A eutanásia "traduz a falta de empenho de uma sociedade em procurar meios que permitam viver dignamente todas as fases da existência humana", considera a Conferência Episcopal Portuguesa.
Na nota pastoral Cuidar da Vida até à Morte (ver link), divulgada esta tarde em Fátima, a Conferência Episcopal Portuguesa (CEP) acrescenta que a legitimação jurídica da eutanásia "teria como consequência uma pressão inevitável sobre todas as pessoas cuja vida não correspondesse aos padrões que são dominantes em determinada sociedade".
O texto reafirma a doutrina oficial católica sobre o tema, mas começa por afirmar que o termo "eutanásia" é muitas vezes aplicado "a situações que não o são de facto". Para os bispos, "tornou-se dominante uma concepção de autonomia em que a liberdade individual é elevada a direito absoluto". E a eutanásia concretiza "um desejo que o homem contemporâneo tem de se apoderar da morte".
A nota acrescenta ainda cinco critérios éticos para discernir sobre o tema. Na óptica dos bispos católicos, deve ser respeitado o imperativo "não matarás", o que torna "inaceitável" qualquer "acção ou omissão que, por sua natureza e nas intenções, provoca a morte".

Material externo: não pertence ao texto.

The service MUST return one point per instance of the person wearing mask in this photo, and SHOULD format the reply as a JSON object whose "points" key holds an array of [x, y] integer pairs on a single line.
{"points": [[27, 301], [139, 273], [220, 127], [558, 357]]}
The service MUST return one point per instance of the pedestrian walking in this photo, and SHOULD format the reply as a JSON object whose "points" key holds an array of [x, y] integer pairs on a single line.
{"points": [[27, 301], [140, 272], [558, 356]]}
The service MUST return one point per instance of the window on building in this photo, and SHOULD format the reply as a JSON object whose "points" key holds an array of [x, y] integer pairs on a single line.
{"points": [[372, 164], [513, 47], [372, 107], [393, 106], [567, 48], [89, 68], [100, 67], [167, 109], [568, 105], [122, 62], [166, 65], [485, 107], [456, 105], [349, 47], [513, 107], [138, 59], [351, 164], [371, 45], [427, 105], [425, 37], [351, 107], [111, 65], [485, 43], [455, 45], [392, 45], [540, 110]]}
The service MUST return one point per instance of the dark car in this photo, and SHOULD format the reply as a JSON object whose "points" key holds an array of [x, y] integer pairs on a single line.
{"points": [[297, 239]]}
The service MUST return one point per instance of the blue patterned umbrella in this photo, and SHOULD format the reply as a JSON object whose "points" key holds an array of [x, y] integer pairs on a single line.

Diferente é "a legítima renúncia a recorrer a todos os meios para manter viva uma pessoa em estado terminal". Há uma "diferença fundamental entre matar e deixar morrer", pois "proteger a vida não significa prolongá-la a todo o custo". Também se deve distinguir o "matar e acompanhar o morrer" – e, neste ponto, os bispos insistem nos cuidados paliativos e na humanização do acompanhamento dos doentes terminais ou em grande sofrimento.
"Nem sequer usamos a expressão 'ajudar a morrer' para evitar confusão", disse ao PÚBLICO o vice-presidente da CEP, D. António Marto, bispo de Leiria. O que é necessário é "criar todas as condições de assistência médica e assistência humana, de satisfazer as necessidades de anseios humanos e espirituais, eliminar a solidão, dar a confiança e a esperança", afirmou.
No último dos critérios, os bispos falam da declaração antecipada de vontade, ou testamento vital, salvaguardando as cautelas que devem ser tidas em conta na sua regulamentação.